Dialects at risk of extinction in Tohoku's disaster zones


In the wake of the March 2011 disasters, encouraging phrases in various dialects gave residents of tsunami-devastated Tohoku a much-needed psychological lift, but those same dialects are battling to survive amid the exodus of young people from the region.

Magenedo, Miyagi!” (“Miyagi won’t give up!”) was a slogan used to inspire downcast residents in Miyagi Prefecture, while the town of Otsuchi in Iwate Prefecture used banners reading “Ganbappeshi, Otsuchi!” (“Otsuchi will keep on going!”) to encourage townspeople to hang in there.

But dialects used along the region’s Pacific coastline are gradually falling out of use as the areas using them watch their young people leave.

Many coastal residents were uprooted by evacuations and scattered around the nation after the earthquake and tsunami devastated their homes and livelihoods.

“The varieties of language that form the basis of community ties are at risk of extinction,” one concerned researcher said of the loss of a generation that was due to inherit the region’s speaking styles.

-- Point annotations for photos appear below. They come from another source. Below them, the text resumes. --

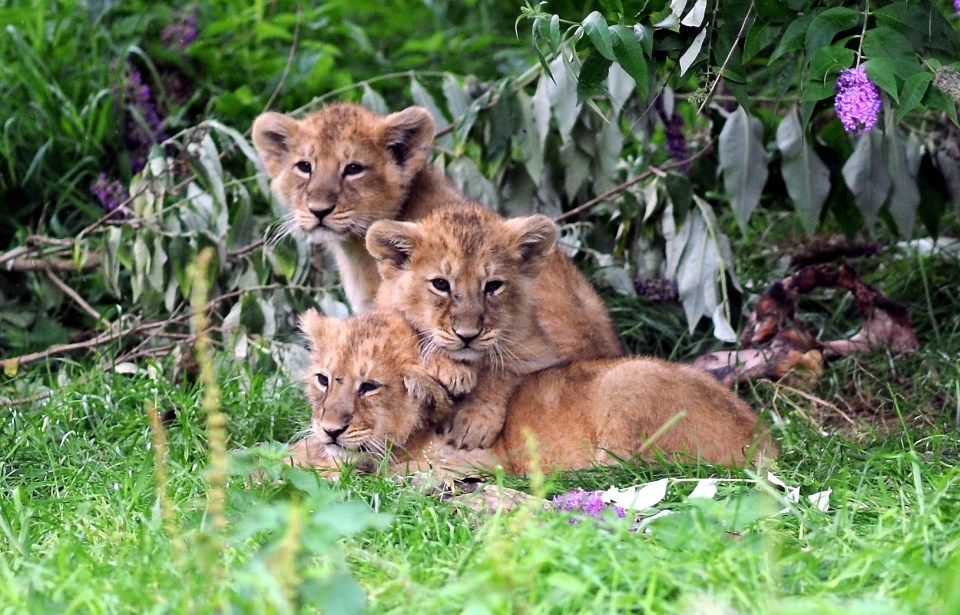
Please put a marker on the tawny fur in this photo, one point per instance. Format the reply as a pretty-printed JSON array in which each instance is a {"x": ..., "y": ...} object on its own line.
[
  {"x": 540, "y": 313},
  {"x": 578, "y": 415},
  {"x": 307, "y": 161}
]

In 2012, a survey of coastal communities in southern Iwate conducted by Iwate University for the Cultural Affairs Agency found that people 40 or older and their parents regularly spoke in dialect but that younger residents did not.

“People in their most productive years left the communities with their children after the basis for their livelihoods was destroyed,” said Makio Ono, an Iwate University professor who was involved in the survey. “It’s a difficult situation for the passing on of dialects.”

Tsunami-hit coastal areas in Miyagi are confronting similar problems, researchers say, though they note the situation is far more serious in parts of Fukushima Prefecture that remain off-limits due to radiation from the triple core meltdown at the Fukushima No. 1 plant.

“Three-generation families were not rare previously, but evacuations after the nuclear accident split up many families and destroyed communities,” said dialect researcher Hatsuo Kobayashi, who teaches at an elementary school in the city of Fukushima where he took refuge.

Concerns about prejudice and isolation have also contributed to the loss of regional tongues.

“Evacuees from Fukushima find it difficult to use dialects because of concerns about being bullied or discriminated against,” an official with the Cultural Affairs Agency’s Japanese Language Division said.

Seniors are also having a difficult time coping, the official said.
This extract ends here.